La diversité des climats provoquée par les différences d'altitude et par la position géographique de l'île (21 degrés de latitude sud) a engendré un vaste éventail de productions allant des cultures purement tropicales (mangue, canne à sucre, vanille...) aux productions caractéristiques des zones tempérées (pomme de terre, élevage laitiers, ...). Il existe peu d'endroits dans le monde où une telle variété agricole peut être observée sur un espace aussi restreint (2 500 km²). Par ce fait, l'agriculture participe à la valeur fondatrice et première de l'île : celle de la diversité et même des contrastes de ses paysages (voir l'introduction au présent Atlas). Aux vertes et lumineuses étendues de canne succèdent des vergers ombreux de manguiers et de letchis, des forêts cultivées pour la discrète vanille, des « alpages » ouverts sur les cieux des hauts et balayés par les nuages, des pâtures où les vaches ruminent à l'ombre des fougères arborescentes, des damiers de parcelles où se succèdent ananas, poireaux, oignons, géranium et tomates.

Aujourd'hui, le territoire agricole est occupé principalement par la canne à sucre (57 %), en léger recul toutefois (59 % en 2005), par les pâturages (29 %), en progression de 8 % en 7 ans, puis par les cultures fruitières (7 %) et légumières (3,7 %), également en légère croissance.

Les « riantes » campagnes diversifiées du 18e siècle

La vocation agricole diversifiée de l'île est fondée sur son potentiel naturel, mais elle est également largement ancrée dans son histoire. Cette histoire se scinde principalement en deux périodes : celle de la conquête des terres, du café et de la diversification des cultures aux 17e-18e siècles, et celle liée à la canne à sucre à partir du 19e siècle.
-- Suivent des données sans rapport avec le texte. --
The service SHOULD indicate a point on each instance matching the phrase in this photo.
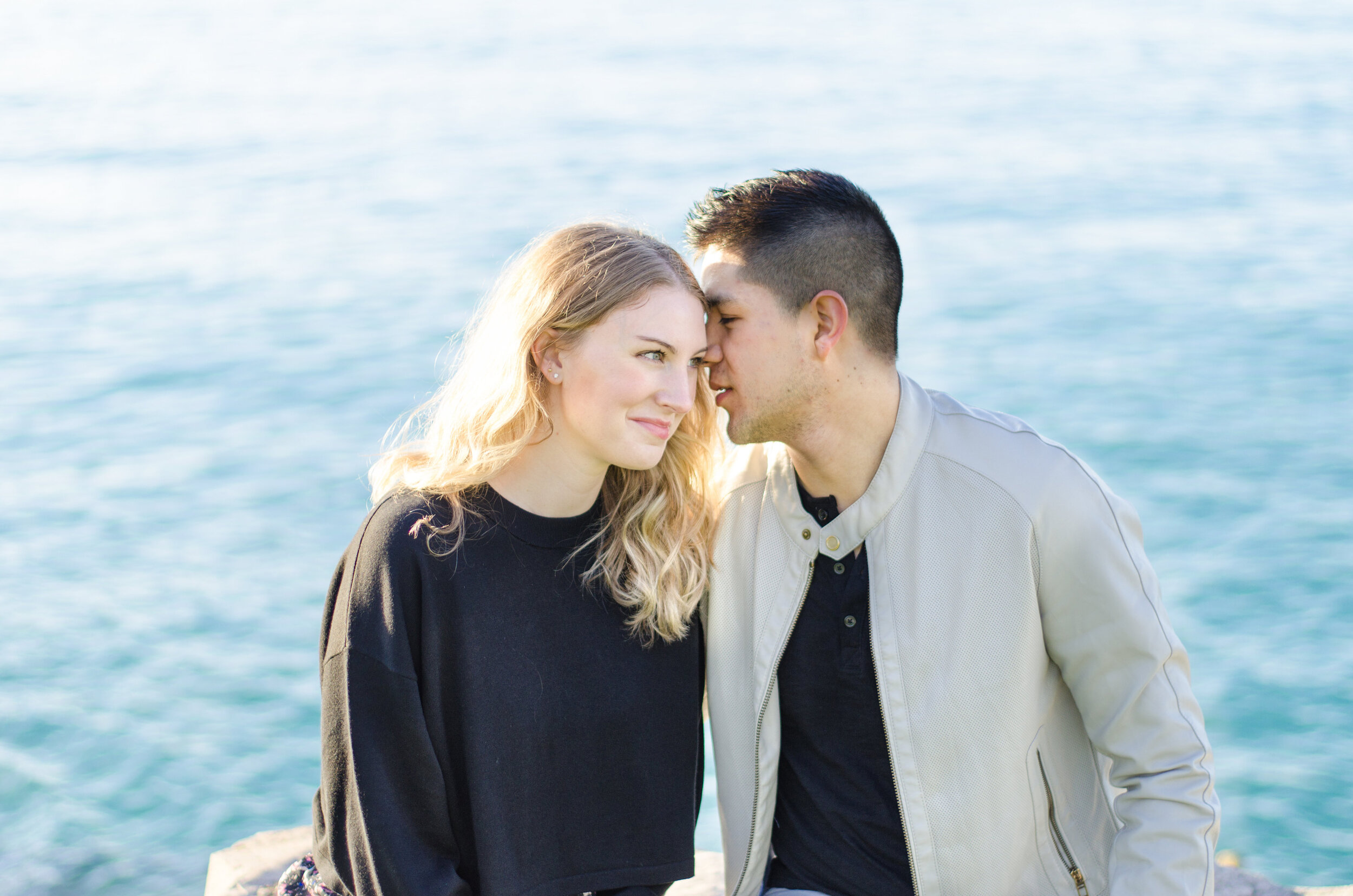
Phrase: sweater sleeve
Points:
(382, 816)
(1107, 631)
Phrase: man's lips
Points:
(659, 428)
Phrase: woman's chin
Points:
(638, 457)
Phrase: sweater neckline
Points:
(543, 532)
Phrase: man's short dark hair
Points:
(803, 232)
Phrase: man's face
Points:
(758, 355)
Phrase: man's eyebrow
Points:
(670, 347)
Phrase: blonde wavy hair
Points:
(653, 551)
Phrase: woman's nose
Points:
(678, 393)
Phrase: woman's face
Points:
(619, 393)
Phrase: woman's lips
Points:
(658, 428)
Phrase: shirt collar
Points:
(843, 533)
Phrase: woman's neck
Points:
(553, 478)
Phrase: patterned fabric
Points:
(302, 879)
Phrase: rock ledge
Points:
(253, 865)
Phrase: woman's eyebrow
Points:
(670, 347)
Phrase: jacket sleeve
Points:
(1106, 628)
(382, 815)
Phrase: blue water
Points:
(236, 238)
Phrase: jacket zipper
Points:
(761, 718)
(897, 788)
(1062, 851)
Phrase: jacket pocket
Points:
(1054, 830)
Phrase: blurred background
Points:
(236, 239)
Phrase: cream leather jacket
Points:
(1037, 703)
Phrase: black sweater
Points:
(489, 726)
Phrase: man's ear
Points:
(544, 352)
(830, 316)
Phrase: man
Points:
(938, 657)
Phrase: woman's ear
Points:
(544, 351)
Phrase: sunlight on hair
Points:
(653, 552)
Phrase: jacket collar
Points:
(915, 413)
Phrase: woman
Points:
(512, 670)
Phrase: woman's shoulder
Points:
(401, 524)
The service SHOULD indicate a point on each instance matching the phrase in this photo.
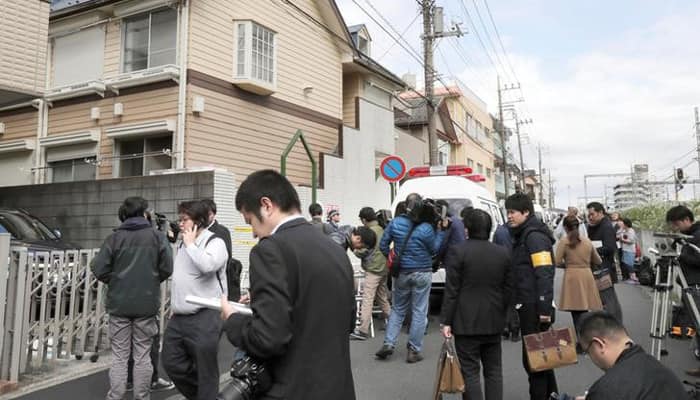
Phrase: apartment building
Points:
(22, 81)
(463, 125)
(138, 86)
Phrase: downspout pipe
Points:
(182, 96)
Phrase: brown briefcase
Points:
(449, 377)
(550, 349)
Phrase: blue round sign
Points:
(392, 168)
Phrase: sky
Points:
(606, 84)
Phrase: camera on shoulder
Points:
(249, 379)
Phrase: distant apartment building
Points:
(463, 126)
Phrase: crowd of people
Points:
(302, 287)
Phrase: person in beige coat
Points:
(578, 292)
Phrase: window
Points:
(72, 170)
(150, 40)
(138, 157)
(255, 53)
(78, 57)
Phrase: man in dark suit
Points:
(301, 293)
(478, 290)
(233, 266)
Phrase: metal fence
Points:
(52, 308)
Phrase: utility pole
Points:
(697, 138)
(432, 29)
(541, 178)
(520, 146)
(502, 133)
(551, 191)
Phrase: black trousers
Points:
(190, 349)
(473, 353)
(542, 384)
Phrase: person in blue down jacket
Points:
(415, 243)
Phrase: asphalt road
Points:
(395, 379)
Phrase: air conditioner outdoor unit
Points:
(76, 90)
(137, 78)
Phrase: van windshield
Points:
(455, 206)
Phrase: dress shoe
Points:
(161, 385)
(413, 356)
(358, 335)
(384, 352)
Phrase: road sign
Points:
(392, 168)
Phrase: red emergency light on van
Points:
(476, 178)
(439, 170)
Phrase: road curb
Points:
(35, 382)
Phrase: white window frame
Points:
(247, 80)
(150, 21)
(74, 161)
(117, 151)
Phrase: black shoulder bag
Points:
(396, 267)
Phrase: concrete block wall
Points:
(86, 212)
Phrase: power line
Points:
(476, 33)
(488, 37)
(498, 36)
(402, 33)
(390, 26)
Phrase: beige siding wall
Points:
(243, 137)
(113, 40)
(24, 31)
(19, 126)
(307, 55)
(351, 90)
(146, 106)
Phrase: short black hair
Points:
(270, 184)
(520, 202)
(478, 223)
(367, 236)
(465, 210)
(679, 213)
(596, 206)
(315, 209)
(400, 208)
(599, 324)
(210, 205)
(134, 206)
(196, 210)
(368, 214)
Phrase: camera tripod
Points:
(667, 268)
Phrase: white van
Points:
(458, 190)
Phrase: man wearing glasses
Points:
(630, 373)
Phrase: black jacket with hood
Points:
(533, 265)
(689, 258)
(132, 262)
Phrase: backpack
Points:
(645, 272)
(233, 274)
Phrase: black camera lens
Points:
(236, 390)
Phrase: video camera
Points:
(249, 379)
(667, 244)
(425, 210)
(170, 228)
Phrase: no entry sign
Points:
(392, 168)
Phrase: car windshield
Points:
(24, 227)
(455, 206)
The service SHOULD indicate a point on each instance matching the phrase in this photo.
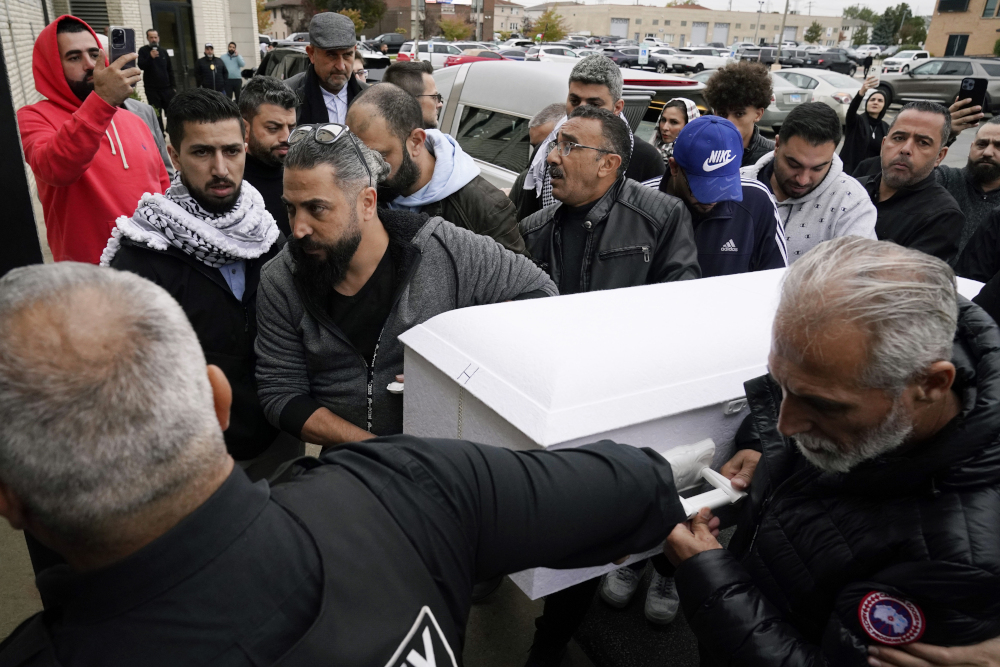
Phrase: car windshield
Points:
(840, 80)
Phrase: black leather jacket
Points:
(481, 207)
(918, 524)
(639, 236)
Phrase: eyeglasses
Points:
(566, 147)
(327, 134)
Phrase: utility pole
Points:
(760, 7)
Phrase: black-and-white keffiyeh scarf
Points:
(537, 178)
(667, 150)
(175, 219)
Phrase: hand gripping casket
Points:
(659, 366)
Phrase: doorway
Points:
(174, 22)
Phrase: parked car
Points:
(393, 40)
(903, 61)
(513, 54)
(831, 60)
(473, 55)
(698, 59)
(558, 54)
(938, 80)
(487, 106)
(834, 89)
(434, 51)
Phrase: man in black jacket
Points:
(606, 231)
(268, 109)
(157, 74)
(205, 241)
(914, 210)
(595, 81)
(329, 86)
(871, 452)
(365, 557)
(430, 172)
(211, 71)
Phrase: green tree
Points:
(355, 16)
(263, 17)
(454, 29)
(814, 32)
(866, 14)
(551, 26)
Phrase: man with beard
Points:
(157, 74)
(816, 200)
(92, 159)
(430, 172)
(914, 210)
(871, 458)
(354, 276)
(329, 86)
(205, 241)
(268, 109)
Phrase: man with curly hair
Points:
(739, 92)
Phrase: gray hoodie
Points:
(839, 206)
(304, 361)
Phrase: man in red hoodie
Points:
(92, 159)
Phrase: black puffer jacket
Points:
(226, 328)
(638, 236)
(919, 525)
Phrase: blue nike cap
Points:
(710, 149)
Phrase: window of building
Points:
(956, 45)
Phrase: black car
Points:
(393, 40)
(831, 60)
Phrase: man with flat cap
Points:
(327, 88)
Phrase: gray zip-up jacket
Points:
(839, 206)
(304, 361)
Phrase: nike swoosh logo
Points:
(707, 167)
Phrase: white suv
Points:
(903, 61)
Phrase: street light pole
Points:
(760, 8)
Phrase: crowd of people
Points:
(233, 285)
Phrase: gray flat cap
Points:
(330, 30)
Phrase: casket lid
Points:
(574, 366)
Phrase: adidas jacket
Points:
(839, 206)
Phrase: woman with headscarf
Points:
(865, 131)
(676, 113)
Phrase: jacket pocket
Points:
(627, 250)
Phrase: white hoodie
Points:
(839, 206)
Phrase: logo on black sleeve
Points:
(424, 645)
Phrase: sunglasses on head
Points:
(327, 134)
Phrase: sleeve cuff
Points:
(296, 413)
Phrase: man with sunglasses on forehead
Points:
(205, 241)
(605, 231)
(352, 278)
(329, 86)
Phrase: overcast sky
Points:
(824, 7)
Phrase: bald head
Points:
(104, 395)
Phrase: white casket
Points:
(658, 366)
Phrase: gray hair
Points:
(600, 70)
(349, 173)
(906, 300)
(549, 114)
(929, 107)
(104, 396)
(265, 90)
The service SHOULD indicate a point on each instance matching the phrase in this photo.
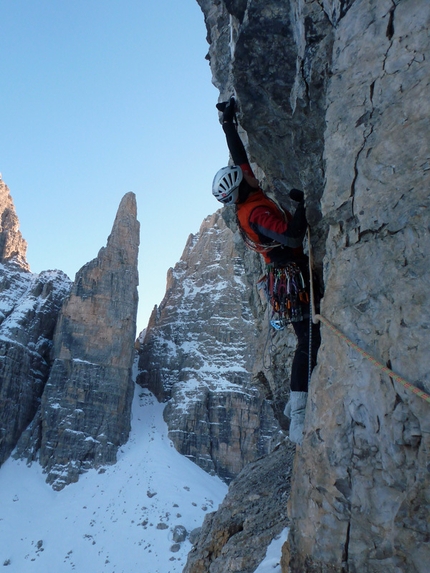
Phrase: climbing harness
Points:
(319, 318)
(286, 292)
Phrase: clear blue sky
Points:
(99, 98)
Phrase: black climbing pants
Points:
(300, 369)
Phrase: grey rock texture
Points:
(333, 98)
(29, 307)
(85, 408)
(13, 247)
(198, 354)
(254, 512)
(371, 439)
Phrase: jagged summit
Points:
(13, 247)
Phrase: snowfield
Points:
(117, 520)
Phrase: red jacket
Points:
(273, 232)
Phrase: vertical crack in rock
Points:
(351, 126)
(29, 307)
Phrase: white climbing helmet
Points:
(225, 186)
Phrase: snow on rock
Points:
(198, 354)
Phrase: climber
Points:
(278, 236)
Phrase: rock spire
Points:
(13, 247)
(85, 408)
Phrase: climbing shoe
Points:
(297, 416)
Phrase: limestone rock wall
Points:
(198, 355)
(86, 404)
(13, 247)
(367, 506)
(29, 307)
(253, 513)
(84, 414)
(333, 98)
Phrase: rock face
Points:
(198, 354)
(85, 408)
(29, 306)
(235, 537)
(370, 439)
(333, 98)
(13, 247)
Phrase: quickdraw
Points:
(287, 294)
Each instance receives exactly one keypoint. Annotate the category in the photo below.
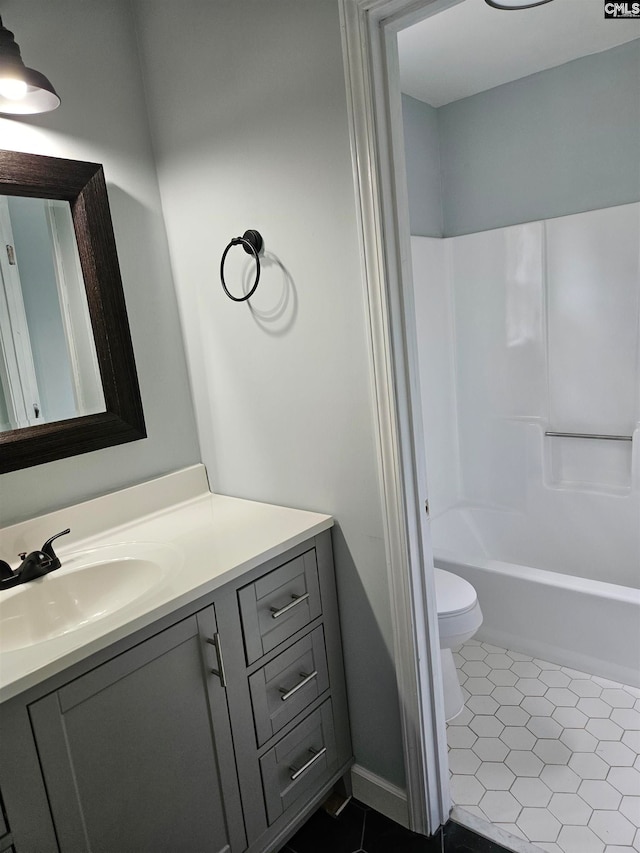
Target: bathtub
(589, 625)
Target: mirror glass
(48, 363)
(68, 380)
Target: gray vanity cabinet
(137, 753)
(217, 729)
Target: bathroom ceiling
(471, 47)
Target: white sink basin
(90, 585)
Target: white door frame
(369, 29)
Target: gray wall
(252, 132)
(422, 158)
(562, 141)
(88, 50)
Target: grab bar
(591, 435)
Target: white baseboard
(383, 796)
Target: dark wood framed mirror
(83, 186)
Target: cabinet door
(137, 754)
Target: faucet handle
(47, 548)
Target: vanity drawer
(285, 687)
(282, 602)
(298, 763)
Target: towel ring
(252, 242)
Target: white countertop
(215, 540)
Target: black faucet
(34, 565)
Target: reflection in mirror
(48, 363)
(68, 381)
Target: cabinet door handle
(316, 755)
(297, 599)
(287, 694)
(215, 642)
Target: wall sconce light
(515, 4)
(23, 91)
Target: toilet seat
(459, 617)
(453, 594)
(459, 614)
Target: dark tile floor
(360, 829)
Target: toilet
(459, 617)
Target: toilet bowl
(459, 617)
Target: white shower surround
(522, 330)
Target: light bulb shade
(39, 96)
(515, 4)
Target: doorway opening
(534, 250)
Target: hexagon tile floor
(547, 753)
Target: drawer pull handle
(287, 694)
(316, 755)
(297, 599)
(215, 642)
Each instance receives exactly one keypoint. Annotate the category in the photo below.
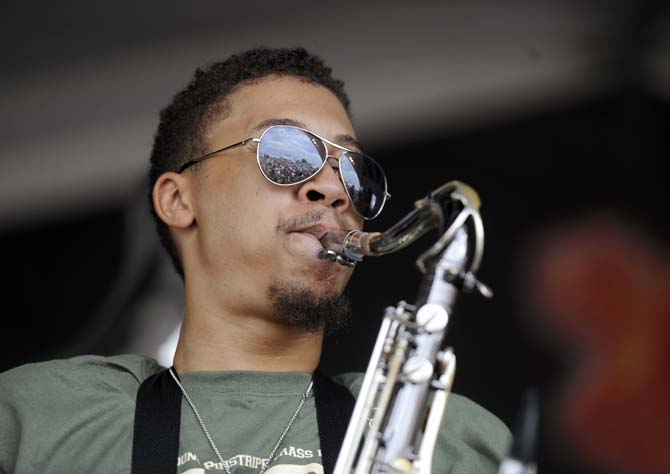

La mode du café, née dans les dernières années du règne de Louis XIV, prend de l'ampleur sous Louis XV. Après des premiers essais engagés en 1709 à La Réunion, le gouverneur Justamond ordonne en 1715 que chaque colon plante au moins cent caféiers (moka) par individu vivant sur sa plantation (libre ou esclave). L'ordonnance du Conseil supérieur de Bourbon du 1er décembre 1724 punit même de mort les malfaiteurs qui détruiraient leurs beaux caféiers. Ce développement du café transforme les paysages de l'île, mais aussi son paysage social avec le développement de l'esclavage et l'enrichissement des plus fortunés et dynamiques capables d'investir. Dès son arrivée en 1735, Mahé de La Bourdonnais, gouverneur générale de l'île, conforte la vocation agricole de La Réunion, complémentaire à la vocation plus commerciale de Maurice, avantagée sur ce point par ses rivages plus accueillants au trafic maritime : port, escale militaire, escale sur la route des Indes. La Réunion quant à elle a vocation à servir de réservoir de main d'œuvre et de produits agricoles. A côté du café, les colons sont incités à produire du blé nécessaire aux navires de passage. Ils développent également le tabac, le coton (vers la Rivière d'Abord), l'indigotier (acheté à Saint-Domingue), le maïs, le riz, les plantes à parfum, les plantes vivrières, et  les épices, ces dernières favorisées par Joseph Hubert à partir des conquêtes de Poivre. La palette de cultures s'élargit ainsi tout au long de ce siècle, révélée par les témoignages enthousiastes de l'époque sur l'aspect « riant » des campagnes (voir la partie « Les fondements culturels » du présent atlas). L'apogée de la diversité paysagère de l'île se situe sans doute au tournant du 18e et du 19e siècle. Elle est révélée par un des témoins de l'époque les plus importants : Bory de Saint-Vincent (voir la partie « Les fondements culturels »). La carte de Claude Wanquet (1990) sur la situation économique de Bourbon en 1788 précise la répartition de ces diverses cultures sur les pentes extérieures de l'île : le blé et le maïs dominants partout, l'élevage dans les parties basses de l'ouest et du sud, le riz et les légumes sur les mi-pentes, le coton un peu plus haut.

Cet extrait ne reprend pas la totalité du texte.